Of all the challenges facing this polarizing baseball team, here is what it can be condensed to: They need to find a way to remain relevant past Labor Day. Because as of the moment the Huskies kicked off Saturday night, the Mariners officially became an afterthought.

This town is certifiably football crazy. The University of Washington unveiled a sparkling stadium rebuild Saturday by destroying a nationally ranked Boise State team, and look to be more compelling than it has been in years. The Seahawks have elicited an unprecedented Super Bowl-or-bust frenzy, and they’ve come by it honestly.

Even the Sounders, in the seemingly niche sport of soccer, can summons a chanting, maniacal crowd of 67,000 for a meaningful regular-season game.

The Mariners, meanwhile, limp toward the end of another lackluster season, barely registering in the sporting landscape. It will be their 12th consecutive season out of the playoffs. It will be their fourth straight losing season (and eighth out of the past 10).

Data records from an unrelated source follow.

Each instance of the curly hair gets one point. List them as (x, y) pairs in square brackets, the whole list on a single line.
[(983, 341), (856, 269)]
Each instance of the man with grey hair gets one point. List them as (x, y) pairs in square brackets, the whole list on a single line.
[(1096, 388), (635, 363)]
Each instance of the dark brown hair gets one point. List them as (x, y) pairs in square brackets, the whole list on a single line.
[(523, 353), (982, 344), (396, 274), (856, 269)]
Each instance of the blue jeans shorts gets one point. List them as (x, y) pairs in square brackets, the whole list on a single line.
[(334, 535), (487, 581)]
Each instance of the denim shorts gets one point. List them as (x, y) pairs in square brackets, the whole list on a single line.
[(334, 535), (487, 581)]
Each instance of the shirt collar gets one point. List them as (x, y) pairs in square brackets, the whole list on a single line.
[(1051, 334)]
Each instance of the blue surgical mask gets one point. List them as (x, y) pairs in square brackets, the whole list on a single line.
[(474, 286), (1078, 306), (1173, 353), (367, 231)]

Only the transfer of the woeful Astros into the AL West is keeping them from a run at their fourth consecutive last-place finish. But compiling 90-plus losses for the sixth time since 2004 is a possibility, as another offensive meltdown seems to be in process.

It has become an annual rite of late summer — the marginalization of the Mariners. But it is a trend for which they have no one but themselves to blame.

Once the Seahawks opened training camp, it was pretty much a fait accompli. Just try finding any sustained Mariner talk on sports radio once Russell Wilson heaved his first practice pass. Seahawks exhibition games — glorified scrimmages — crush regular-season Mariner games in the ratings. Water-cooler chatter is dominated by Seahawks roster machinations or opinions on whether this will be Keith Price’s year.

Oh, the Mariners were given their annual chance to show that this season would be different. Fans want to believe. They want to buy in, and stay in. Of that I’m convinced. There was that burst of home-run power in spring training that gave hope that this year would be different.

But it hasn’t been, and the summer has fallen into the old, familiar pattern of benign neglect. Each Felix Hernandez start still grabs attention, and the annual parade of youngsters from the minors warrants some hopeful yearning for a brighter future.

It even looked for a time in July that it was all coalescing. A run of eight consecutive victories prompted GM Jack Zduriencik to hold off on wholesale trade-offs at the deadline to see if these Mariners, at full strength, could make some semblance of a run.

But they lost their manager, Eric Wedge, to a scary health ordeal, and could not sustain their success into the stretch drive. And so here we sit, with interest in the team draining by the day, another season of less than 2 million attendance looming at Safeco Field.

It’s especially sad considering it wasn’t that long ago the Mariners owned this town. From 1995 through 2001, when they made the playoffs four times and fielded a consistently charismatic team, the Mariners worked their way to the forefront of fan loyalty and affection. It peaked with an MLB-best 3,540,482 spectators in 2002 — an astonishing 92.8 percent of capacity over 81 games.

That goodwill was squandered long ago, however. Those fans who haven’t yet drifted off into apathy are consumed by frustration.

The Mariners can only win back support in the time-honored fashion — by winning. That holds true whether decisions are being made by the current brain-trust, or if there’s an overhaul at the top. This year is another case study in how the initial intrigue over an infusion of youth can only take you so far. Even a debut as anticipated as Taijuan Walker’s will cease to hold attention once the novelty wears off, if it’s not accompanied by genuine belief in a brighter future on the horizon.

It’s possible to squint in a certain direction and conjure up some hope for next year. If the young talent all matures together. If the apparent breakthroughs by Dustin Ackley and Justin Smoak are sustainable. If management opens up and lures free agents like Jacoby Ellsbury and/or Shin-Soo Choo to Seattle.

But that’s all wishful thinking and pipe dreams, good for a fleeting diversion while planning your viewing party for Sunday’s Seahawks opener.